Signed letter is online here. Full text below: 

Dear Leader Pelosi and Whip Hoyer:

As our Congress enters a transitional period and Democrats re-gain the Majority, we must make our top priorities known to our body of government and to the American people. While Congress passed several bills to increase access to treatment and recovery, improve state prescription drug monitoring programs, increase access to medication assisted treatment, support research efforts, and expand availability of naloxone, many of our states are seeing an increase in overdose death rates.

Recently, the Centers for Disease Control and Prevention (CDC) released the final 2017 data from the National Vital Statistics System regarding mortality that tells a dire story of the tragic human toll of this crisis. Between 2016 and 2017, the age-adjusted rate of drug overdose deaths increased by 9.6%. In 2017, there were 70,237 drug overdose deaths. Of that number, 47,600 were opioid overdose deaths. Also, drug overdose deaths involving synthetic opioids like fentanyl increased by 46% between 2016 and 2017.

While this paints a bleak picture of the nation, several states experienced the brunt of the epidemic.

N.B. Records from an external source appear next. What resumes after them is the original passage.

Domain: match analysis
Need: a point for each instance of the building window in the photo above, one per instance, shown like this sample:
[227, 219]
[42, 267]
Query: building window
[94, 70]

According to the CDC, the following states experienced increases in overdose deaths between 2016 and 2017:

  • Ohio increased from 39.1 deaths per 100,000 to 46.3 deaths per 100,000
  • Pennsylvania increased from 37.9 deaths per 100,000 to 44.3 deaths per 100,000
  • Kentucky increased from 33.5 deaths per 100,000 to 37.1 deaths per 100,000
  • West Virginia increased from 52 deaths per 100,000 to 57.8 deaths per 100,000
  • Maine increased from 28.7 deaths per 100,000 to 34.4 deaths per 100,000
  • Indiana increased from 24 deaths per 100,000 to 29.4 deaths per 100,000
  • Delaware increased from 30.8 deaths per 100,000 to 37 deaths per 100,000
  • New Hampshire was the only state that experienced a decrease from 39 deaths per 100,000 in 2016 to 37 deaths per 100,000 in 2017, dropping the state out of the top five from 2016. 

In 2017, overdose death rates in 24 states surpassed the national average of 21.7 per 100,000. Those states and territories, excluding the 7 listed above, include Arizona, Connecticut, Washington, DC, Florida, Louisiana, Maryland, Massachusetts, Michigan, Missouri, New Hampshire, New Jersey, New Mexico, North Carolina, Rhode Island, Tennessee, Utah, and Vermont.

At a time when our state and local partners are begging for federal assistance to combat the opioid crisis in their communities, Congress must answer the call through increased resources, creative solutions, and with more legislative staff. Dedicated staff across House committees capable of analyzing both the larger federal need and specifics from states and districts is necessary at this point.

People across this country are suffering and need more relief than our local governments can provide. As members from the states impacted by this crisis the most, we see people every day who need our help. We hope that you will take into consideration our proposal to make countering the opioid crisis a top priority for the 116th Congress.